Words: Nick Tatham | Photo: Anthony Grote
The paddle from Pietermaritzburg to Durban is a daunting one even for the modern day paddler but for the first two men to be documented doing the trip, it was a pioneering expedition. For Messrs’ P. Marianni and W. Foley it was as formidable an adventure as any and with only a Natal Witness newspaper article to prove that they did it, they still remain a mystery to the Dusi Canoe Marathon some 121 years later.
The newspaper article documents their seven day trek down the river and the hardships that they endured, including losing their rusks to the river which meant that the two men had resort to shooting birds and asking the locals for help in order to feed themselves.
The pair left Pietermaritzburg on the 3 January 1893 and arrived at the mouth of the uMngeni River on 10 January, avoiding a near drowning along the way and managing to complete the journey.

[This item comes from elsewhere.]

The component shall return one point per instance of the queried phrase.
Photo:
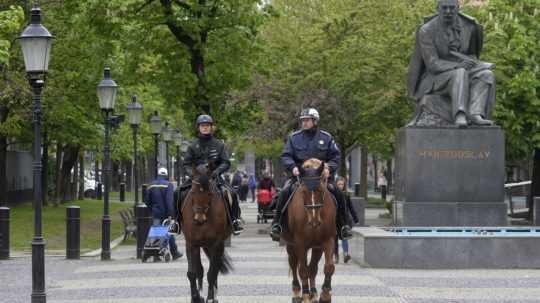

The pair managed to get themselves to Durban with some bumps and bruises but, more or less, in one piece. It is unsure how much influence these two men had on the modern day Dusi Canoe Marathon but having shown that it is possible to navigate one’s way through the valleys of KwaZulu-Natal, the pair’s efforts could only have given others the hope that they too, might be able to complete the feat.
It was a number of years after the two men complete this initial challenge that official founder of the Dusi Canoe Marathon – Dr Ian Player – took to the river to navigate his way to Durban from Pietermaritzburg. Player made the journey in 1951 and the event has since grown into one of the most iconic canoeing races in the world.
In a tribute to the two brave and inquisitive wanderers there is a causeway along the river named in their honour – Marianni Foley causeway – that is negotiated by paddlers on the second day of the Dusi Canoe Marathon.